Today the House Committee on Energy and Commerce passed the “Territories Health Care Improvement Act” (H.R. 3631).
Timing for full consideration by the House of Representatives has not yet been confirmed.
In anticipation of the Committee’s consideration of the bill today, Chairman Frank Pallone (D-NJ) provided the following description of H.R. 3631:
H.R. 3631, introduced by Reps. Soto and Bilirakis (R-FL), would increase Puerto Rico’s Medicaid funding to approximately $3 billion annually for four years, increase the federal medical assistance percentage (FMAP) for four years, and make important program integrity improvements to Puerto Rico’s Medicaid program.
It would require Puerto Rico to have an asset verification program in place by the end of the third year, and a payment error rate measurement program in place by the end of the fourth year. It would also provide six years of increased federal funding and increased FMAP for the U.S. Virgin Islands, American Samoa, Guam, and the Commonwealth of the Northern Mariana Islands. By the end of year four, the legislation would require all of the territories to have established a Transformed Medicaid Statistical Information System (T-MSIS) and a Medicaid Fraud Control Unit (MFCU).
On July 11, 2019, the Subcommittee on Health met in open markup session and favorably forwarded H.R. 3631 to the full Committee by a voice vote.

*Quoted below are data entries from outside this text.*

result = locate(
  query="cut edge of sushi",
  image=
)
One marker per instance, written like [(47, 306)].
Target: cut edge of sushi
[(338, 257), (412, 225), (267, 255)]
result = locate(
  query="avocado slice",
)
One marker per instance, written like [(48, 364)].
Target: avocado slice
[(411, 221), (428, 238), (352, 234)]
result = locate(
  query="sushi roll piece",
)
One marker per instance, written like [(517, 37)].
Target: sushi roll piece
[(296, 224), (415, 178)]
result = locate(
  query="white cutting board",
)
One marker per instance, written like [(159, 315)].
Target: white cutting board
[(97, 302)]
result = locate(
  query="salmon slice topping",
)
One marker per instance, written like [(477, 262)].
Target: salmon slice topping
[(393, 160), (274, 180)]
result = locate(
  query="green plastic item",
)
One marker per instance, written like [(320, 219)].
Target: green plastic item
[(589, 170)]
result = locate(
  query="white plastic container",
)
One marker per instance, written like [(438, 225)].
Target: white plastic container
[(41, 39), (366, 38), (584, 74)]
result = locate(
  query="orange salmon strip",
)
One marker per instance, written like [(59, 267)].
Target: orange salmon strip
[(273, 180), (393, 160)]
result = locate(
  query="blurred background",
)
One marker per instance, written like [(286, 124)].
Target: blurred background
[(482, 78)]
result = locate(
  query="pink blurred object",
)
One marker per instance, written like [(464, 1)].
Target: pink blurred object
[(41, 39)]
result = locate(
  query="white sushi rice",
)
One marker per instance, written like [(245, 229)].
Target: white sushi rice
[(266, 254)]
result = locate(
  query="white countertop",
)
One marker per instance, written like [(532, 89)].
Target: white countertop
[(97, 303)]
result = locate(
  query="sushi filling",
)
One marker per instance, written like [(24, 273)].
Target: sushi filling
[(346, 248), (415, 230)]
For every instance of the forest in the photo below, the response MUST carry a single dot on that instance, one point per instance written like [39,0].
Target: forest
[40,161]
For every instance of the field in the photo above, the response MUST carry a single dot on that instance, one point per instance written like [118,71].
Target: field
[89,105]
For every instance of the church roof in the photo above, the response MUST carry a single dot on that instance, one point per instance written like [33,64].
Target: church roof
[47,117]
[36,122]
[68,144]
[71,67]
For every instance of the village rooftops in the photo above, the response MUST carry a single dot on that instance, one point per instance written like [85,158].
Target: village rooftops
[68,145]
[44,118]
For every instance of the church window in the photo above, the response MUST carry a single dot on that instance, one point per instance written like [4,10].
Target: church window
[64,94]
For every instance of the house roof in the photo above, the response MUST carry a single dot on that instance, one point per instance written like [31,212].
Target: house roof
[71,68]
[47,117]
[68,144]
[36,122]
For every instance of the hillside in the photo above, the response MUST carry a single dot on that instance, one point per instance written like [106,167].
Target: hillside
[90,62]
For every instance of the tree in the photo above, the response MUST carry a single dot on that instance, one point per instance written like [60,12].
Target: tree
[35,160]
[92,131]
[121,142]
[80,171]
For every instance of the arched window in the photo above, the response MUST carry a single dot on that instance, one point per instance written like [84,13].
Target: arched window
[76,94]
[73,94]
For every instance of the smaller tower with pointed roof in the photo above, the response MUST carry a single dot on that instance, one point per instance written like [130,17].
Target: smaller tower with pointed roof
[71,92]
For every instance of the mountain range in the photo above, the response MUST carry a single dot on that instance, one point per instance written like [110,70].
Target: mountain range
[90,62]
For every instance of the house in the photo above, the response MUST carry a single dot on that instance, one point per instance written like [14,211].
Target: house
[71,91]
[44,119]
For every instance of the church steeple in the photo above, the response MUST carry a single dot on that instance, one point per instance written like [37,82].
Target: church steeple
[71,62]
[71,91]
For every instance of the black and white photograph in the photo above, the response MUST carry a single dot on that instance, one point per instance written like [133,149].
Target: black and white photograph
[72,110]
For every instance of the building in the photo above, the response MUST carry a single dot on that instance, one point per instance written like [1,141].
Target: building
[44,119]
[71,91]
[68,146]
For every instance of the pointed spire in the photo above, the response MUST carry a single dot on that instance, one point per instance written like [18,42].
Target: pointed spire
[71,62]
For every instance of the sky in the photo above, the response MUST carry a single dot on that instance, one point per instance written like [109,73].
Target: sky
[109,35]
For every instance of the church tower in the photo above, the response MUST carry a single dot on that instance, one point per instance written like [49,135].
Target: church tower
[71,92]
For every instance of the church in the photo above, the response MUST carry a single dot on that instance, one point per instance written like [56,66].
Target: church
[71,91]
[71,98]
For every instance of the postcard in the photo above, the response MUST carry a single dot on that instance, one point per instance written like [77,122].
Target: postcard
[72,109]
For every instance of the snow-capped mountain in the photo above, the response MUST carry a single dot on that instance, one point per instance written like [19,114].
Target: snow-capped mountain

An amendment is expected to be offered to the AINS that will require additional oversight of the Puerto Rico Medicaid program.
The bill includes $12 billion for Medicaid in Puerto Rico over four years. It also includes additional oversight of the territory’s Medicaid program. Provisions to oversee Puerto Rico’s Medicaid program were added to the legislation after the Health Subcommittee passed the bill last week and before the full Energy and Commerce Committee considered the bill today.

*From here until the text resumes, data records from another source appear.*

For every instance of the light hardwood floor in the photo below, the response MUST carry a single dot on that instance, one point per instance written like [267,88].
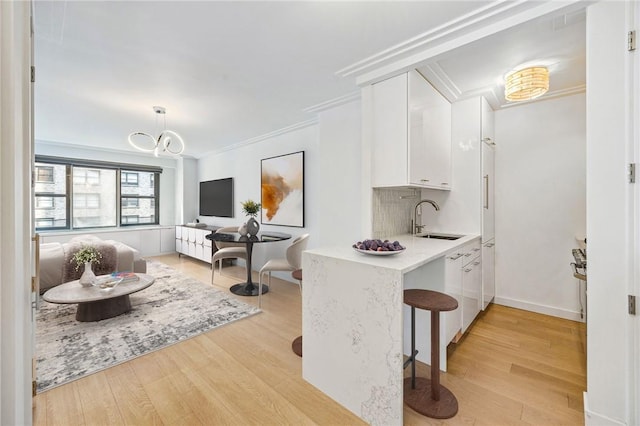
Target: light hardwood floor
[512,367]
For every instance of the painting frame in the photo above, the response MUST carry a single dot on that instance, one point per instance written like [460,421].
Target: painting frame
[282,190]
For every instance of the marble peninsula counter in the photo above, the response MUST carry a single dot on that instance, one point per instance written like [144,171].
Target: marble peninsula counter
[353,321]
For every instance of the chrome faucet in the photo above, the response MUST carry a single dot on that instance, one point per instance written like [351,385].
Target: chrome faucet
[418,228]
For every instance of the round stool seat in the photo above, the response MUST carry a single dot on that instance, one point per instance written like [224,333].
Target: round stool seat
[430,300]
[428,396]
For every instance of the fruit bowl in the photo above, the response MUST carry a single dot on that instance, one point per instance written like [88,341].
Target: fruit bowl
[378,247]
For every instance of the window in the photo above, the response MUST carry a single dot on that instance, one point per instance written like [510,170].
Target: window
[44,174]
[76,194]
[130,219]
[129,179]
[51,196]
[44,202]
[130,203]
[138,202]
[84,176]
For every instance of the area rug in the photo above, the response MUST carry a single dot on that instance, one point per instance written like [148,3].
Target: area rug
[176,307]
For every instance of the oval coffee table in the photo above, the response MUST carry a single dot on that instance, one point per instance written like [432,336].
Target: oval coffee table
[95,304]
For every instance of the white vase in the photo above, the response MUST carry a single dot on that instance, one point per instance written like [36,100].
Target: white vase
[253,227]
[88,277]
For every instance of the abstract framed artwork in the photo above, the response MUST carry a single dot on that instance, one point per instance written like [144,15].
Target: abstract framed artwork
[282,187]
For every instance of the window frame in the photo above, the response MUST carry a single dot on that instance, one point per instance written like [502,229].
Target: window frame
[47,161]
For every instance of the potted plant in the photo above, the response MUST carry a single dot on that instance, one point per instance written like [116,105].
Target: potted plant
[251,208]
[86,256]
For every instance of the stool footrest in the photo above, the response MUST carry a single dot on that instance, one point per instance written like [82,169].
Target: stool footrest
[410,359]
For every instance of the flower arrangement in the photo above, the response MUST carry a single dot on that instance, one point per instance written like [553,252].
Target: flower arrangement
[250,208]
[86,254]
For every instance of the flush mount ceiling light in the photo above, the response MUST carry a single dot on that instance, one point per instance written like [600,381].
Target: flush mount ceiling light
[168,141]
[526,84]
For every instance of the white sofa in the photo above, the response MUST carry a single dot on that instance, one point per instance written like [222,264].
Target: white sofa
[55,267]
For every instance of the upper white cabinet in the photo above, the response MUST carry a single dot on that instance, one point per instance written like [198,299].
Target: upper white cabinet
[411,138]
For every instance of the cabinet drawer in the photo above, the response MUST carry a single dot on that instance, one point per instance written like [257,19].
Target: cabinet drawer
[470,251]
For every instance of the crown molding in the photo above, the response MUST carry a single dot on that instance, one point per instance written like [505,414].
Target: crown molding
[247,142]
[332,103]
[488,20]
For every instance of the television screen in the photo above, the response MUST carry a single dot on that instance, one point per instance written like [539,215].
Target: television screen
[216,198]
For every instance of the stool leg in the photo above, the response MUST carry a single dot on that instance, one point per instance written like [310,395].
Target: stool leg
[413,347]
[435,355]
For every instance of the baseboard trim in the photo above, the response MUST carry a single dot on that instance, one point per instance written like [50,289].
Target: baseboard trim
[541,309]
[595,419]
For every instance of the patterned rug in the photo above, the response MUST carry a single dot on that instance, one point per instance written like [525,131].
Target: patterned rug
[174,308]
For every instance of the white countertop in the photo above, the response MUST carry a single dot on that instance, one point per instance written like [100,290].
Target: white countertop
[418,252]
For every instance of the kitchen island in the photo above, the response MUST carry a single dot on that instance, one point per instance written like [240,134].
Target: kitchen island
[353,321]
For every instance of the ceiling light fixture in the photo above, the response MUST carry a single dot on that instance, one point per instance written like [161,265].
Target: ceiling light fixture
[526,84]
[168,140]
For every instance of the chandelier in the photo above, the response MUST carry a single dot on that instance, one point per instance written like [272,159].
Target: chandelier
[167,141]
[526,84]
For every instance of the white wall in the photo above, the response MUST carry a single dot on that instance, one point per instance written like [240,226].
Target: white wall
[608,221]
[243,165]
[338,199]
[16,326]
[167,177]
[540,199]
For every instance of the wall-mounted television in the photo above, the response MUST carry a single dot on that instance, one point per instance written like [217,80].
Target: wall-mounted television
[216,198]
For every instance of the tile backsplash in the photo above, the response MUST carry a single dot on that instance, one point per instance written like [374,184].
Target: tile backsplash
[392,210]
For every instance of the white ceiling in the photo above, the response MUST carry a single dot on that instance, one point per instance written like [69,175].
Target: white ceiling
[227,72]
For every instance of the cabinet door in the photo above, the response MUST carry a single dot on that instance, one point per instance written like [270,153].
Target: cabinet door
[488,189]
[389,144]
[488,168]
[452,320]
[429,135]
[471,291]
[488,273]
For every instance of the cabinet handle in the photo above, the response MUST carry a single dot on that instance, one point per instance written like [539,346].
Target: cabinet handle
[486,192]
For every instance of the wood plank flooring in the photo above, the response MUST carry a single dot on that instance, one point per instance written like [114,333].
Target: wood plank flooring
[512,367]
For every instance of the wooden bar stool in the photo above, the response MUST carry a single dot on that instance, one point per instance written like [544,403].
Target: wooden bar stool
[428,396]
[296,345]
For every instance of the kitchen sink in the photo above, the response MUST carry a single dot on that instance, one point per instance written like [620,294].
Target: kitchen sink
[438,236]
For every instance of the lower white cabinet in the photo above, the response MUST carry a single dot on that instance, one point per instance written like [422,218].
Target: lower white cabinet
[463,274]
[193,242]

The legislative proposal also included a Sense of Congress regarding the need to develop a permanent legislative solution to provide the territories with a reliable and consistent source of federal funding under the Medicaid program.
The Sense of Congress explains that the territories have spending caps, which means that there is a limit on the amount of money provided for Medicaid, regardless of need. Puerto Rico and the other territories are required to provide Medicaid services, and when the cost goes beyond the cap on federal funds, the territories’ governments have to foot the bill. This leads to financial hardship, an inability to provide needed services, or — more often — both.
“As a result of these Federal funding caps, which have not been adjusted over time,” the Sense of Congress continues, “the territories continue to struggle in managing their Medicaid programs, including planning for their respective financial obligations and managing health care services for low-income adults, children, pregnant women, elderly adults, and persons with disabilities.”
The legislative language notes that Congress has had to come up with new bills six times since 2004, which has included temporary additions of funds and supplemental block grants, and this approach to the problem is inefficient.
The committee therefore concluded that “a more permanent legislative solution must be developed in order to provide the territories with a reliable and consistent source of Federal funding under their Medicaid programs so that the territories can continue to meet the health care needs of vulnerable populations.”